I use CassandraSays all over the internet, so it’s not truly anonymous, though it’s not my real name. Anyone who actually knows me irl could figure out that I’m me from my comments. Which is fine, because I’m not saying anything that I don’t actually believe and that I’m not willing to stand behind, I just want to create a small distance so that, say, my Dad doesn’t have to read about my interest in kink. I can see how if you say stuff like Meller does then you’d want to be 100% anonymous, though, because that sure would be an awkard conversation over Christmas dinner with your female family members.
“So, Tom, tell me about these Houses. Am I going into one? I had a boyfriend before your cousin, you know.”
Re the “average” number of partners by 21: Are we talking average, median or mean.
One wonders 1: How that compares to lifetime average for women in the UK, and what the skew is (i.e. if the average is 12, how are those 12 partners arranged as a curve over time), as well as 2: what is the randomness of the sample.

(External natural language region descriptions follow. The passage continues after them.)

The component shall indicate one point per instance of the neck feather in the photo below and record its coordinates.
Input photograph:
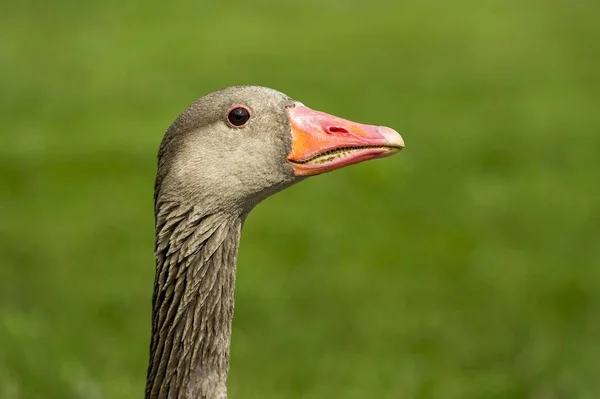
(193, 302)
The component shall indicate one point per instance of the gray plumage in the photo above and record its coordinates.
(209, 177)
(211, 173)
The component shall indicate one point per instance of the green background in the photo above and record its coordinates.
(467, 266)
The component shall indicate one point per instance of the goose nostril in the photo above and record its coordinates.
(336, 129)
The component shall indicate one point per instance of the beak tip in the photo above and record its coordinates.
(392, 136)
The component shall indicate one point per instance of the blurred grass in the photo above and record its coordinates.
(466, 267)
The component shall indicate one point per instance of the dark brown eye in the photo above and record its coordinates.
(238, 116)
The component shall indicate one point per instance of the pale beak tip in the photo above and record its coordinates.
(392, 136)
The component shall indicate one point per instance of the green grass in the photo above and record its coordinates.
(467, 266)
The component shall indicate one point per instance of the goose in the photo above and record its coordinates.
(224, 154)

The evidence is that the use of average isn’t being defined; leaving one to assume it’s the same, “average” as the net worth of a room with Cassandra, Ozy and myself, shared with Warren Buffet, Bill Gates and the Duke of Westmoreland (or, for that matter, the average of the dinner I had with the Duke of Westmoreland and about 100 members of HM Army and some Canadian Soldiers).
Which makes the “study” useless as a means of actually determining anything about the sexual behavior of the UK as a whole.
“So it is–try the Socialist inSecurity Number attached to that name–the “mark of the beast” that follows you EVERYWHERE!! the name is secondary, the mark of the beast (or the US government) is the PRIMARY problem!”
That nearly made me spit tea on my monitor. Please warn people before you’re going to say things that are hilariously insane, Meller.
My subjective impression, having lived in both places, is that young people tend to have more partners in the UK than in the US, on average. I’m just not sure why that’s supposed to be such a big deal. Now if none of them are using condoms, then maybe I’ll be more concerned.
“because you’re demaning something that’s impossible.”
“The minute you settle for less than you deserve, you get even less than what you settled for” – Maureen Dowd, one of contemporary western feminism’s American high-priestesses
Maureen Dowd was suggesting that people deserve to have their collectible dolls come to life? Wow, I want some of whatever she was having that day.